I can't find it now, but there was a comment thread about windows engineers a few decades ago admitting they made some APIs obscure and badly documented on purpose so they could make money writing and selling technical books on the side on "Windows Internals". Because the source code wasn't available and documentation was shoddy, you needed to buy those books in order to understand and use some of the windows APIs correctly.

So yes, library code should be readable. When you can't read the libraries you're using, it causes all sorts of problems.

I work on clang and don't know go yet still find the go version easier to read.
I think the c++ version could be more understandable but it’s as if the authors intentionally made it as obtuse as possible.
The authors are required to make it obtuse. They're required to use warts on all of the names because most of the code is in the head files and is generative code compiled by users of the library rather than the vendor.
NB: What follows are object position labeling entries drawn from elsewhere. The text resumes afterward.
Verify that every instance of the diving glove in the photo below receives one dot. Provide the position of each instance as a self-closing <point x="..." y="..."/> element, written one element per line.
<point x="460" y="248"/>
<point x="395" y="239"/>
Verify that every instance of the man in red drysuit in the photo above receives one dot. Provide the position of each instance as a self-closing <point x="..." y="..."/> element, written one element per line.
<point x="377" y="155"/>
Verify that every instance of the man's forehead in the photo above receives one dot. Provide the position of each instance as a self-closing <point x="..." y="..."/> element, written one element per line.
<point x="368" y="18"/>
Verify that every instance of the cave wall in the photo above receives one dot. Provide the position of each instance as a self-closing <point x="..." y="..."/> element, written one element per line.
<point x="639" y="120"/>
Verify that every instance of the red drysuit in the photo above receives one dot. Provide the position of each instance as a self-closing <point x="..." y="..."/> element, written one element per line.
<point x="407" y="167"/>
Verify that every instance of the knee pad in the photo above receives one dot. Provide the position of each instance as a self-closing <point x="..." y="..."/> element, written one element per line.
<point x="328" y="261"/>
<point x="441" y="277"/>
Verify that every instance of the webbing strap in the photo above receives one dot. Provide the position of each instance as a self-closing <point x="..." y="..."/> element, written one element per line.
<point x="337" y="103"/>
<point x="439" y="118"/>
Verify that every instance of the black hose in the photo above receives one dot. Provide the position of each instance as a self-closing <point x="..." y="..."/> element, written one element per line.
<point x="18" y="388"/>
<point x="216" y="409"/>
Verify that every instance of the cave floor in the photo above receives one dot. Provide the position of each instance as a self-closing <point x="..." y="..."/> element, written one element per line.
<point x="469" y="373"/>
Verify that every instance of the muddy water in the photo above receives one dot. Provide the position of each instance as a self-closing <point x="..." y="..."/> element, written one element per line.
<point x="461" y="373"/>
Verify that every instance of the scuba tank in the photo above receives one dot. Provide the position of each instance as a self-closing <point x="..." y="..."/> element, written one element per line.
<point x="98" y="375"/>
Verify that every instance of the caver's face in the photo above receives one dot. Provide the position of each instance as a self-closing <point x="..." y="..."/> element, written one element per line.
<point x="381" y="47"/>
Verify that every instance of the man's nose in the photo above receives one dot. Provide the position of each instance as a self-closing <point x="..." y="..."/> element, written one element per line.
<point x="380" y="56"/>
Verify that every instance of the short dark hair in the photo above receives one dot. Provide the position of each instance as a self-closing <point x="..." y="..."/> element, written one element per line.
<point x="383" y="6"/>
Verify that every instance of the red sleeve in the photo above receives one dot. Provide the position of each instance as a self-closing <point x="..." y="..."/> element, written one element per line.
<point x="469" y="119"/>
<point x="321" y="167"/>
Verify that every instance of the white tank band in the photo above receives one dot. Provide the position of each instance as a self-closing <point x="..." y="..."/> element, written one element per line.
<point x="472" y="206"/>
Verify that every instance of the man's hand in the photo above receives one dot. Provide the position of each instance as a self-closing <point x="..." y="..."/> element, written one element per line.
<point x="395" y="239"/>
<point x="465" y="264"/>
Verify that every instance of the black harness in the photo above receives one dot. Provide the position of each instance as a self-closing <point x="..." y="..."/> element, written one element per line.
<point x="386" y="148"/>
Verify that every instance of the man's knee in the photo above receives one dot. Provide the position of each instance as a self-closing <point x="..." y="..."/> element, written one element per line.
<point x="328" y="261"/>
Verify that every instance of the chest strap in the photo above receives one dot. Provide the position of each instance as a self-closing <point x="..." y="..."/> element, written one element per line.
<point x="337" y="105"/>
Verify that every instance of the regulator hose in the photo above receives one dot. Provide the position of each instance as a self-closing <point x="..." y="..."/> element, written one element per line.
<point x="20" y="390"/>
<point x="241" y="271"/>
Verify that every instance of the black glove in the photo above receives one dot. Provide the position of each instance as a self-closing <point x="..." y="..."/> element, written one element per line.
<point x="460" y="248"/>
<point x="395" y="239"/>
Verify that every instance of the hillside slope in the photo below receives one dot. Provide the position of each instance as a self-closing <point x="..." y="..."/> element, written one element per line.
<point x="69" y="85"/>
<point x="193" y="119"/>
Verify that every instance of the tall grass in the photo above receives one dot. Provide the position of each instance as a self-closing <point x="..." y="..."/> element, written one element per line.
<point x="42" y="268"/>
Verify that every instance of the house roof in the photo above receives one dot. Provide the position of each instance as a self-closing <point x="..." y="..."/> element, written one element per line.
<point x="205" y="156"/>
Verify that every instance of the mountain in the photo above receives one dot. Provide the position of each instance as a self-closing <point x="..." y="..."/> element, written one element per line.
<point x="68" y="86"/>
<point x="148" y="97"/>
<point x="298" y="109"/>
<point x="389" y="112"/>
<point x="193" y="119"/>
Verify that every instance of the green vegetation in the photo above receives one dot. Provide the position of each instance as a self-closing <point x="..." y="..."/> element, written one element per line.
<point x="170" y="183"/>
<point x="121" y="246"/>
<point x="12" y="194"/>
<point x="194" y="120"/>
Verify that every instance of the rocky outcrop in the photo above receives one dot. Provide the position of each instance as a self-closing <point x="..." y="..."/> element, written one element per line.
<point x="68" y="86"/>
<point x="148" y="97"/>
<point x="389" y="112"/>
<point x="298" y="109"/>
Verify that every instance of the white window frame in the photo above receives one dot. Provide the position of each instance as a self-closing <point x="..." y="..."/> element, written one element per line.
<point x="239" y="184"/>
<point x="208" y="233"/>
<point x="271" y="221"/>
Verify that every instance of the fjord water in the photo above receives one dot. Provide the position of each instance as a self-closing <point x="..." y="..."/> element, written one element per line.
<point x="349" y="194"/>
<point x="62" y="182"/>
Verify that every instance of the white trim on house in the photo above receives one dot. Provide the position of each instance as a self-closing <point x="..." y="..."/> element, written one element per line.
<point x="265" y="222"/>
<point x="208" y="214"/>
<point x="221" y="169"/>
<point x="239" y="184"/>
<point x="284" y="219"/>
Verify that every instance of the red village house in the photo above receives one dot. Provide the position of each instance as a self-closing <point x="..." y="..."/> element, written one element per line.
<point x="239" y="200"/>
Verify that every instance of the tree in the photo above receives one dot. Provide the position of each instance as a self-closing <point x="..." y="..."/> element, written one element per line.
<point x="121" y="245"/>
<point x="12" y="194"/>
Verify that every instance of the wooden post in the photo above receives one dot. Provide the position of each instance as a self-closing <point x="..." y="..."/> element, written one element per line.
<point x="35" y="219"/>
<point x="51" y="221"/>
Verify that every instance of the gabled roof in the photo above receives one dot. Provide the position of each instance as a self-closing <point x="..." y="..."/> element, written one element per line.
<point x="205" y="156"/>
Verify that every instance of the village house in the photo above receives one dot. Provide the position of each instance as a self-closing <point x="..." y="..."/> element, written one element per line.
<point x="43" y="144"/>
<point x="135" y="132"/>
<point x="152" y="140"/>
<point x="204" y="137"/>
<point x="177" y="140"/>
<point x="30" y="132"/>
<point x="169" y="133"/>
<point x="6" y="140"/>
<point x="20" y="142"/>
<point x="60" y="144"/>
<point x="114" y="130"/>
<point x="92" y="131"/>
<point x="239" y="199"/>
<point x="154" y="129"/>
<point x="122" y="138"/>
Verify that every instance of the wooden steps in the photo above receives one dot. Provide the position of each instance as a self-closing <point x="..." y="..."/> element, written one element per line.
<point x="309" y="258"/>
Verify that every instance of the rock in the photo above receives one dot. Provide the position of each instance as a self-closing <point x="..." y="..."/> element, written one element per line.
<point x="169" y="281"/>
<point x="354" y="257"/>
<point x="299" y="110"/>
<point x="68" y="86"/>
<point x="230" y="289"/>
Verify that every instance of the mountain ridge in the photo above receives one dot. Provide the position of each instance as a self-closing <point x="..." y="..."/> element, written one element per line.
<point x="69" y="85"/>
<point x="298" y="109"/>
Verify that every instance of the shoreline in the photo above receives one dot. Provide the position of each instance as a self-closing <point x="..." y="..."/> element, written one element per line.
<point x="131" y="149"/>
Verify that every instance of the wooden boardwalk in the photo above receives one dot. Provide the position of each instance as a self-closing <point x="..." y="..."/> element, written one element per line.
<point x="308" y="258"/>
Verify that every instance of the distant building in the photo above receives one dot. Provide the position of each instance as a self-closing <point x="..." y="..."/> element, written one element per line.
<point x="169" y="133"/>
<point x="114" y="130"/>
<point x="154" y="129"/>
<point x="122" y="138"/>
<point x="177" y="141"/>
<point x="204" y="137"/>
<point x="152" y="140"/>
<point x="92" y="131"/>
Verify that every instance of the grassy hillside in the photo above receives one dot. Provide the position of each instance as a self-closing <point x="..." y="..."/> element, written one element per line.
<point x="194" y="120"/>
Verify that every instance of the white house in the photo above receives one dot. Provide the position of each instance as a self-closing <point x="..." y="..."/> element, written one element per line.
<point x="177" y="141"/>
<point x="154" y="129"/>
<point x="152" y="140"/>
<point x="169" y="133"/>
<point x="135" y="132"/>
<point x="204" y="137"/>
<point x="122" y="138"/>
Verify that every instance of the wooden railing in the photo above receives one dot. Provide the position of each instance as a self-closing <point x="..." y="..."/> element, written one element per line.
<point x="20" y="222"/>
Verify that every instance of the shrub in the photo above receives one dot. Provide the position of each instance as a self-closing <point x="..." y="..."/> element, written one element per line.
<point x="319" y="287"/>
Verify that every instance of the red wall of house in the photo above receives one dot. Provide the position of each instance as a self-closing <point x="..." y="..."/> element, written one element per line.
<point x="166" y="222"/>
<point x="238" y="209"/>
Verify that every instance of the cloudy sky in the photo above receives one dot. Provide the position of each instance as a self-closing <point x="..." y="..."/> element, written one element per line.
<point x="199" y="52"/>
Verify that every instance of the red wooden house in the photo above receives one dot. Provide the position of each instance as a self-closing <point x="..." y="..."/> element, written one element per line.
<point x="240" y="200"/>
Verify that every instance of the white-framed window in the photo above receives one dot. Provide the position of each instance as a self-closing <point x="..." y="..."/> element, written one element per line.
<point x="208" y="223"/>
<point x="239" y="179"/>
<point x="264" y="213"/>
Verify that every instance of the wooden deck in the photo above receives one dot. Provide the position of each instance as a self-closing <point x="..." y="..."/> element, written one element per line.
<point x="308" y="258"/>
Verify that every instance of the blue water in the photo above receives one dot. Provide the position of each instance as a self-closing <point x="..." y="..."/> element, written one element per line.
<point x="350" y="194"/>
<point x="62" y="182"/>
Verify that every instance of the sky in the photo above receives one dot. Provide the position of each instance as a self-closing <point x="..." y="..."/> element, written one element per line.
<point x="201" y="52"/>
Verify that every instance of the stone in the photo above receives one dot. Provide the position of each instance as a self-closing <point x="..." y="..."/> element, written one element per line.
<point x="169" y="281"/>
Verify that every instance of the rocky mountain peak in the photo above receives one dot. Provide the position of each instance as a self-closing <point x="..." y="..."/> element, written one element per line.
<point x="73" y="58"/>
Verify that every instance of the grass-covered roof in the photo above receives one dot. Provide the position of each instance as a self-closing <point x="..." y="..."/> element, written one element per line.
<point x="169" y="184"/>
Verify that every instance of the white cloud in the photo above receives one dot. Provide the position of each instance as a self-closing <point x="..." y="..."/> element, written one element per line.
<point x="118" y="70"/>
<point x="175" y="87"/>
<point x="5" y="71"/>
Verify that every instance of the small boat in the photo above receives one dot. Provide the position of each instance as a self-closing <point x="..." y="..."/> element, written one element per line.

In order to avoid naming conflicts they can only use obscured names in their implementation of any but the defined API (eg. naming any internal functions, macros, or variables with leading underscores).

So, the authors did intentionally make it as obtuse as possible for your benefit. It's written to be used, not studied, by all kinds of developers in all kinds of circumstances.

They could supply a "pretty" version for people who want to review it. Every time I have to step through code (and accidentally step into STL code) it looks sloppy and gross, like a swamp. No comments or organization. I would expect something neatly formatted, and comments saying "This is overload-4 of std::copy()..." etc.
Professional software developers have a lot to do just to get their job done on time and within budget. Having to duplicate all their code just so that people who contribute nothing to the end product can have an easy time understanding it is just never going to be a priority worth addressing.

The problem here is not really the code, it's the reader.

Who says they have to duplicate it? Just write the original version clean, clearly, and concisely. Then run it through a mangler to rename variables to avoid collisions.

The STL is maintained by volunteers, it's a FOSS project. So your appeal to Serious Business doesn't hold.